Sitnews - Stories In the News - Ketchikan, Alaska

 

'The Elders' of Mission Street
Gone but Not Forgotten

By June Allen

 

October 27, 2003
Monday - 1:30 am


Times change, especially lately and especially in the heart of downtown Ketchikan. The Bon Marche store that was a city center landmark since 1913 moved to the Plaza Mall back in 1990 and then closed its doors for good in December 2001. Now the Bon building is facing a bigger change. The Ben Franklin dime store next door to the Bon - and a fixture on Mission Street for 67 years, is closing its doors in just a few days. Both losses are indications of a new era, a new economic base, a new century.

Across Mission Street from the former Bon and dime store sites, the venerable old St. John's Church, the Seamen's Center and the Coliseum Theater still anchor the "historic" Ketchikan. But on the water side of Mission a "new era" will be evident next season when those beloved old businesses become something else, something mostly related to tourism. Changes are painful for oldtimers, but changes are nothing new.


photo...

Ketchikan Waterfront - 1947
Creator: Haddon, E. P. - Contributor: Alaska Resource Library and Information Services
Courtesy U.S. Fish and Wildlife Service

 

In its century of history, the character of Ketchikan has altered with each economic, demographic, and technological change.
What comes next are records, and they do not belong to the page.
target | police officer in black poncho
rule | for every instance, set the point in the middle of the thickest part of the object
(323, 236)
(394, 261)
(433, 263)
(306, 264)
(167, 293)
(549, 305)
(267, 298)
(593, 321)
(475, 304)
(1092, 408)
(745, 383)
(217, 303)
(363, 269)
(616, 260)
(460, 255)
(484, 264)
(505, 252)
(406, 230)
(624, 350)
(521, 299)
The mining supply center of 1900 changed with little angst into the seasonal salmon fishing/cannery industry, and at the fisheries' decline by mid-century, the town welcomed the year-round timber products industry and its pulp mill. Those heydays of each are gone, but not forgotten.

Today, the tourism industry has taken the lead in Ketchikan to provide the economic stimulus that keeps the city afloat. Ketchikan has always, even before the day of its formal founding, been a tourist stop along the famous Inside Passage. But it wasn't until the early 1970s that tourism started its rise of becoming the cruise ship glamour industry of today. Comparatively small scale at first, with just a few large ships and several smaller ones calling at Ketchikan each week, the industry has grown to comparatively gigantic proportions.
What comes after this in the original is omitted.